Yo tuve que aprovechar un momento en el que Didier hubo de salir al exterior a atender una llamaba para informar a Jéssica que al día siguiente a las 10 de la mañana tenía que presentarse en el juzgado de instrucción, tenían que tomarle declaración, le advertí que la exmujer de Montes había presentado una denuncia por allanamiento de morada, sustracción de documentos, coacciones, amenazas y estafa, esa denuncia obligaba a Jess a acudir asistida por abogado. Me puse digno, creyendo que ella prescindiría de mis servicios y pediría el asesoramiento de cualquiera de los cientos de abogados que sin duda rodeaban a Didier y a sus negocios. Jessica me rogó que no le comentara nada a Didier, que no le diera muchos detalles sobre las gestiones que tenían que hacer al día siguiente en el juzgado, de hecho le dijo que los trámites que debían realizar eran los referidos a la renuncia de la herencia, porque Jess estaba decidida a renunciar a su herencia para que Didier tuviera claro su voluntad de desvincularse de Montes y de todo lo que había significado en su vida.
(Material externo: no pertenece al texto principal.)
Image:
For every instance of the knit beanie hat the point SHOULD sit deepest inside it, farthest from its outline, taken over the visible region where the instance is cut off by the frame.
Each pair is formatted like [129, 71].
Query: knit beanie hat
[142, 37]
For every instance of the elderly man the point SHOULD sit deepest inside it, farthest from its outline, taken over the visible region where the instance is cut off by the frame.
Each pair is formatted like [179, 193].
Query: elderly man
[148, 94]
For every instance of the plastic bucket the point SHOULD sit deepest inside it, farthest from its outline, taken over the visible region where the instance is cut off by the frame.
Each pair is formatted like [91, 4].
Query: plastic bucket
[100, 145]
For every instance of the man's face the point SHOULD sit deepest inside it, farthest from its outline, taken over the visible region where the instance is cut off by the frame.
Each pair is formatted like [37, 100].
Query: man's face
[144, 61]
Así de generosa era Jessica, hube de advertirla que si no preparábamos bien la declaración corría el riesgo de verse imputada por delitos graves y que no me extrañaba que incluso la familia de Montes le llegara a imputar la muerte del afamado gastrónomo. «Imposible», sentenció. Didier volvía a incorporarse a la mesa, en un breve a parte Jessica me dijo que esa misma tarde me llamaría para preparar con tranquilidad su declaración, donde lo negaría todo, además me pidió que pasara a recogerla sobre las nueve de la mañana por el hotel, así tendría tiempo de desplazarse con tranquilidad a los juzgados.
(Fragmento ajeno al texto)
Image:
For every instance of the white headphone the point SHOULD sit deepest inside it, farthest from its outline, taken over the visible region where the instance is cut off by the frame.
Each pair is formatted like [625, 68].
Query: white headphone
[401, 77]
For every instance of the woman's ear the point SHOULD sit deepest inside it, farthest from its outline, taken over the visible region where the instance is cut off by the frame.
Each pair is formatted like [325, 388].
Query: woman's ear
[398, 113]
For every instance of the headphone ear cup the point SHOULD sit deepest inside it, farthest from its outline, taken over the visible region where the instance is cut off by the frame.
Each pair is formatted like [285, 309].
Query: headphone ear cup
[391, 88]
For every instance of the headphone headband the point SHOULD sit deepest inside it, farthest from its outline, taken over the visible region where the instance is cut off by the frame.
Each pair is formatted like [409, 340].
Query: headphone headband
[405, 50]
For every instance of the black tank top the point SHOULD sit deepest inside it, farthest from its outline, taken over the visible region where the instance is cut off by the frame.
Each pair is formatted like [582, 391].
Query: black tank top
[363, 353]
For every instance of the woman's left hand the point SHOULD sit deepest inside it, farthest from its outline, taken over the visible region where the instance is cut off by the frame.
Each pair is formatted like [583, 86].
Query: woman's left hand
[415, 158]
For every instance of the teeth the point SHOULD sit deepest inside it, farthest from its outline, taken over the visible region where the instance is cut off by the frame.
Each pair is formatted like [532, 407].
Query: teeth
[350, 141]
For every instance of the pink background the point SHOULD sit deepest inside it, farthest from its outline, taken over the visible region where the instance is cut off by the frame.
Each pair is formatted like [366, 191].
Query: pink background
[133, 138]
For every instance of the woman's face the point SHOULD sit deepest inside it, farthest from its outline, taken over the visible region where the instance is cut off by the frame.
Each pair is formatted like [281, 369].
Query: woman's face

Tras los cafés y las copas, Didier se fumó un tremendo puro saltándose todas las normas y prohibiciones sobre tabaco en espacios públicos, llegó el momento de pagar. Didier desplegó varias tarjetas de crédito, todas ellas desconocidas o no reconocidas por las terminales del restaurante. Didier protestaba como un oso furioso, ahora sí se notaban los efectos del alcohol en su rostro y en su habla; para aplacar a la bestia Jess propuso a Higini que le aceptara una especie de pagaré que firmaría allí mismo sobre una hoja en blanco y que se comprometía a convertir en dinero a lo largo de ese mismo día. Higini, que sin duda había pasado por trapacerías similares en vida de Montes, se mantenía firme, incluso amenazó con llamar a la policía.

Al final, cómo no podía ser de otra manera, me tocó a mí hacer frente a la factura, tremenda factura marcada por una relación de vinos, champagnes y licores, que, por sí solos llegaban a los setecientos euros. Jess me entregó el pagaré que había redactado, un pagaré que incluía una generosa propina que también tuve que afrontar para conseguir que Higini se tranquilizara.

Jess y Didier marcharon hacia la parada de taxis, abrazados como dos adolescentes enamorados, los ojos de Didier lanzaban destellos alternativos de ira y de lujuria, aunque puede que en el viaje camino del hotel cayera dormido, sobre los brazos de su amante, salvo que dispusiera de recursos químicos artificiales para remontar el vuelo.

Yo conocía ya la ruta de vuelta hacia mi casa, el largo paseo que me permitiera resituarme y buscar la manera de sacudirme de la maldición de Jess. Había acumulado razones suficientes como para dejar a Jess en la estacada pero había dos obstáculos que me impedían abandonarla, el primero, que la mayor parte de los delitos que le imputaban en realidad los había cometido yo, por lo tanto, me interesaba tenerla cerca, tenerla controlada para evitar así que pudieran salpicarme las acusaciones; el segundo obstáculo era la curiosidad por descubrir quien había sido el asesino de Montes y qué papel juagaba Jess en todo aquel tinglado. Además me convenía buscar el modo de recuperar el dinero que había ido adelantando, taxis incluidos.

Probablemente el amado Didier terminaría comprando alguna acuarela de Leonard Wren, era uno de los caprichos de su dama.